From 0c767b9efebe315c8c14d6bb8a16d9dc8044e6bd Mon Sep 17 00:00:00 2001
From: lkcl <lkcl@web>
Date: Mon, 26 Oct 2020 16:56:03 +0000
Subject: [PATCH]

---
 openpower/sv/predication.mdwn | 4 ++++
 1 file changed, 4 insertions(+)

diff --git a/openpower/sv/predication.mdwn b/openpower/sv/predication.mdwn
index ba9b2441a..b823642c3 100644
--- a/openpower/sv/predication.mdwn
+++ b/openpower/sv/predication.mdwn
@@ -132,6 +132,10 @@ The disadvantages appear on closer analysis:
 * Unlike the "full" CR port (which reads 8x CRs CR0-7 in one hit) trying the same trick on the scalar integer regfile, to obtain 8 predicate bits, would require a whopping 8x64bit set of reads to the INT regfile instead of a scant 1x32bit read.  Resource-wise, then, this idea is expensive.

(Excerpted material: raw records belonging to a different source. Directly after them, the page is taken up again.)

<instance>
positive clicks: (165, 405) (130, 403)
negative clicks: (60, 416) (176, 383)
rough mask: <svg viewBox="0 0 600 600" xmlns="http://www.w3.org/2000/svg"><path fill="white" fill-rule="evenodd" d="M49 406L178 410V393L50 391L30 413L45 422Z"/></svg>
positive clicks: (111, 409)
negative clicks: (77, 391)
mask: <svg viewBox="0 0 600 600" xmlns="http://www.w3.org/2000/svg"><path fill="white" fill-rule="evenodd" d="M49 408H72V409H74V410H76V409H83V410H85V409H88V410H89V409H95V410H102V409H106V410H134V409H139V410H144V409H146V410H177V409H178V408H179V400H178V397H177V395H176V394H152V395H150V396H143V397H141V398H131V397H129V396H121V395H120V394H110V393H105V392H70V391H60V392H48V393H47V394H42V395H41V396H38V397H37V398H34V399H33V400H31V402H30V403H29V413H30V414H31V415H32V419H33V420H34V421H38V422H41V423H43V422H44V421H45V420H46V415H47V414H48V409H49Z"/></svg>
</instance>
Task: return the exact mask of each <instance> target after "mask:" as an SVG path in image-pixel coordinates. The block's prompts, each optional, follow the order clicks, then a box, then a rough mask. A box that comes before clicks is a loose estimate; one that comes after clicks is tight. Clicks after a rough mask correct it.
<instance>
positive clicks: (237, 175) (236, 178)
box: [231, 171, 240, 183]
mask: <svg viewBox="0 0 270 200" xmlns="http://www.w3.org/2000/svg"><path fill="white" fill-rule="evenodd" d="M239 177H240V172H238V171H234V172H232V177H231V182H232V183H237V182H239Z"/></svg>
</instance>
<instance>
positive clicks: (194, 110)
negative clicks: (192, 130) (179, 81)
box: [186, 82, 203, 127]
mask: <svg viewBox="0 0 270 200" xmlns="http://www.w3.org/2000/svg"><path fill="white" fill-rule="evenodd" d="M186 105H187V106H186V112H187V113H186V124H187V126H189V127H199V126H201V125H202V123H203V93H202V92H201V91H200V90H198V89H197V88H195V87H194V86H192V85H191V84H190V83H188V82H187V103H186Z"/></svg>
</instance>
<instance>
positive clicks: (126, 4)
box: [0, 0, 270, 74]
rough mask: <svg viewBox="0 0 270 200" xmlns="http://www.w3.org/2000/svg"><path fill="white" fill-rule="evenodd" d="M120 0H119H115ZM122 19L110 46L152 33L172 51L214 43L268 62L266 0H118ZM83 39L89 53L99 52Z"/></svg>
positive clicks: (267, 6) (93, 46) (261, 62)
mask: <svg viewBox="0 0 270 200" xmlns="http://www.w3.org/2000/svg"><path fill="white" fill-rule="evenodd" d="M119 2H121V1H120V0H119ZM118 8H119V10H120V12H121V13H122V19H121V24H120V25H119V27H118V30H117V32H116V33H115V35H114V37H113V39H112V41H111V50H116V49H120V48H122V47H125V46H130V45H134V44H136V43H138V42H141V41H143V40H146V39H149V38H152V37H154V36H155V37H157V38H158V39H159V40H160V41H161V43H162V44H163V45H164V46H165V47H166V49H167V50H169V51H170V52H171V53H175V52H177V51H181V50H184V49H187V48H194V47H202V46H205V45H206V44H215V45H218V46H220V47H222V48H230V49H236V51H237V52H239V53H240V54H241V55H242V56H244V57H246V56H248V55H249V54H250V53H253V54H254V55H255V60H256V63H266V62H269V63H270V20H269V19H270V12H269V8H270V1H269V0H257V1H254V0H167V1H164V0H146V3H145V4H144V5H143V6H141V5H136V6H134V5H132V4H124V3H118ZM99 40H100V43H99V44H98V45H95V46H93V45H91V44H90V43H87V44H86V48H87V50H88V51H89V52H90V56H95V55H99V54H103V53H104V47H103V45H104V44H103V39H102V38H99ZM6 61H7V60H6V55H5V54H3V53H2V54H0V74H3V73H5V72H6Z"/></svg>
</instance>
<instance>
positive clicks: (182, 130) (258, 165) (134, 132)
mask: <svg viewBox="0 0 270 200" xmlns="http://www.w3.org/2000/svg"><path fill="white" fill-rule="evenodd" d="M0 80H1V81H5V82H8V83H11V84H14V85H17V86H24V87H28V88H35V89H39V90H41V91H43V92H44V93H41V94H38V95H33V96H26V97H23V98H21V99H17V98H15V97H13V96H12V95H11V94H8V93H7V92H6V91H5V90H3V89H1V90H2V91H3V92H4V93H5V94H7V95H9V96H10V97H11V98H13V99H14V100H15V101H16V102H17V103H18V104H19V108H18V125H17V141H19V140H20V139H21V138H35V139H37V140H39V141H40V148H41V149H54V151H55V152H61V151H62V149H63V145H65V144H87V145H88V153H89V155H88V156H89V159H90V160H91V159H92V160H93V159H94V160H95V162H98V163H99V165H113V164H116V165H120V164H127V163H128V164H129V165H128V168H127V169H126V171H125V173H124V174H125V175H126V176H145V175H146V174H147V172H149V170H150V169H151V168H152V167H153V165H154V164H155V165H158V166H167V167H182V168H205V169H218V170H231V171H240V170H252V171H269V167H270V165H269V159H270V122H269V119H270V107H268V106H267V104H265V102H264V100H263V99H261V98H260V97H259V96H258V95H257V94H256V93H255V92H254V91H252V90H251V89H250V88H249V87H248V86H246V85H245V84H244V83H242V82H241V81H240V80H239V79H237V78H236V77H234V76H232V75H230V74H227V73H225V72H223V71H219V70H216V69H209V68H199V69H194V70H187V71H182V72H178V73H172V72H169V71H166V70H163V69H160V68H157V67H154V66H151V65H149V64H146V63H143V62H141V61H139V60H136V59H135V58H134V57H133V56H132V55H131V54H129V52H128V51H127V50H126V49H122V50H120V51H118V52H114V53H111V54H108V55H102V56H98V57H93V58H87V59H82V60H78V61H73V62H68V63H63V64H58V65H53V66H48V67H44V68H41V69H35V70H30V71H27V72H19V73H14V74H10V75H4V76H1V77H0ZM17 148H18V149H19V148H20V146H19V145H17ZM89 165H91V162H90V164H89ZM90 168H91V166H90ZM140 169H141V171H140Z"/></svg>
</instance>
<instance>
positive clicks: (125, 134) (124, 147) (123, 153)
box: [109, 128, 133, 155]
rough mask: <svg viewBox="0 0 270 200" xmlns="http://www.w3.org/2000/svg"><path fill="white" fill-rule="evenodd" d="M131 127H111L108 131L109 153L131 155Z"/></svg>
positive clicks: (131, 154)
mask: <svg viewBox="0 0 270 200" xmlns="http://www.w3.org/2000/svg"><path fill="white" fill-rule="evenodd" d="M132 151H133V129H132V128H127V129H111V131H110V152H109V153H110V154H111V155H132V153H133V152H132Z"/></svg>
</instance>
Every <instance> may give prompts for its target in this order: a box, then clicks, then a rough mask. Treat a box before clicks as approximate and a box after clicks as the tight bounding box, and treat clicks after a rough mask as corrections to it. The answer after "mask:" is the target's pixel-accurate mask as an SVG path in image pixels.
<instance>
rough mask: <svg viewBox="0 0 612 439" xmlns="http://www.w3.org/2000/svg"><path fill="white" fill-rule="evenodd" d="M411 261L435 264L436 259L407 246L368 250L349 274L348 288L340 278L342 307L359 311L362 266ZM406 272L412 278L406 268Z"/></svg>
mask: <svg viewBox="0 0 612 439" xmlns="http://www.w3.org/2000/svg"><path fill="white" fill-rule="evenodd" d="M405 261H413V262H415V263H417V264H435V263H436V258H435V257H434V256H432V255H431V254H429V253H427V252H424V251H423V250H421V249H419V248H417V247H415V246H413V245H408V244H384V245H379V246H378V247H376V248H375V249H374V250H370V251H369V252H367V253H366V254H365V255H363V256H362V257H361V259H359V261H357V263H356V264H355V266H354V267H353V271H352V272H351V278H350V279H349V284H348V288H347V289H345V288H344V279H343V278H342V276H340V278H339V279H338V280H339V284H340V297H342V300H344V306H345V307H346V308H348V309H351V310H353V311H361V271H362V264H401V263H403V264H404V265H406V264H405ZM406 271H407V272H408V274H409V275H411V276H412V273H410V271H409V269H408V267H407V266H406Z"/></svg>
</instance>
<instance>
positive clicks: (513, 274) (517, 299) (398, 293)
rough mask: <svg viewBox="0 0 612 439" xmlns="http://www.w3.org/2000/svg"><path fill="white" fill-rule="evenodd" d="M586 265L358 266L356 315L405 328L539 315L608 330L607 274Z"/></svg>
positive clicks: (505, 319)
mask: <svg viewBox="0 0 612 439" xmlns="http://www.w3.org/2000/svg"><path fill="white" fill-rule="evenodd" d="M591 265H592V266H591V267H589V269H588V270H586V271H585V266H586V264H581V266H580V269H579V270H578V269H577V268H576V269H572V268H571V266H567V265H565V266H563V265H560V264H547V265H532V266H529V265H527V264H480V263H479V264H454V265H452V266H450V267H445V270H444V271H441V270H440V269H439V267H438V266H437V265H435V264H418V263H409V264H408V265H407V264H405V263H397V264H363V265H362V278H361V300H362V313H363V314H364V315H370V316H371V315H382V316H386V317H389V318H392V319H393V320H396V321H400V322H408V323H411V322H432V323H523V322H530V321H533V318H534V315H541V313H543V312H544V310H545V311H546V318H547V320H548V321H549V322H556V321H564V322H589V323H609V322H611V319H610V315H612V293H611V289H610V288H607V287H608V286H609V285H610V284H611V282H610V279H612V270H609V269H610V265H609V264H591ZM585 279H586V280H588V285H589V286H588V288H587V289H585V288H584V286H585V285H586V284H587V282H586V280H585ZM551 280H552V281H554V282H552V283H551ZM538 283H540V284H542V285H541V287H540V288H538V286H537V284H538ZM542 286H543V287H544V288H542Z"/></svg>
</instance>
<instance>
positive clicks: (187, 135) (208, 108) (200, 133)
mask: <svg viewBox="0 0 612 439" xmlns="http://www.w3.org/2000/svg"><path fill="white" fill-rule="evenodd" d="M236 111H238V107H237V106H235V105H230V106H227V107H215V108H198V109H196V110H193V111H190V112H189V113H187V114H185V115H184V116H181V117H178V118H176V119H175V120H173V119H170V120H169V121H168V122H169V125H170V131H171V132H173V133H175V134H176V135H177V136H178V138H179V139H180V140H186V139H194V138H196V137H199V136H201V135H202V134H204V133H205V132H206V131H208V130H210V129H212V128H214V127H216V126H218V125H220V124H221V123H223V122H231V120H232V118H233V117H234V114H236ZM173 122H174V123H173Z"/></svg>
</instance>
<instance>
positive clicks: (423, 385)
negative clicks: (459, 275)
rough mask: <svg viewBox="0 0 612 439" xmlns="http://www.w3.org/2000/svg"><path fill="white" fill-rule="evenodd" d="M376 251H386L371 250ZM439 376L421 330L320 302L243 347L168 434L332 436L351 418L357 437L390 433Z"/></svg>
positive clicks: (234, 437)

 * With predicate bits being distributed out amongst 64 bit scalar registers, scalar bitmanipulation operations that can be performed after transferring Vectors of CMP operations from CRs to INTs (vectorised-mfcr) are more challenging and costly.  Rather than use vectorised mfcr, complex transfers of the LSBs into a single scalar int are required.
 
+In a "normal" Vector ISA this would be solved by adding opcodes that perform the kinds of bitmanipulation operations normally needed for predicate masks, as specialist operations *on* those masks.  However for SV the rule has been set: "no unnecessary additional Vector Instructions" because it is possible to use existing PowerISA scalar bitmanip opcodes to cover the same job.
+
+The problem is that vectors of LSBs need to be transferred *to* scalar int regs, bitmanip operations carried out, *and then transferred back*, which is exceptionally costly.
+
 On balance this is a less favourable option than vectorising CRs
 
 ## Scalar (single) integer as predicate, with one DM row
-- 
2.30.2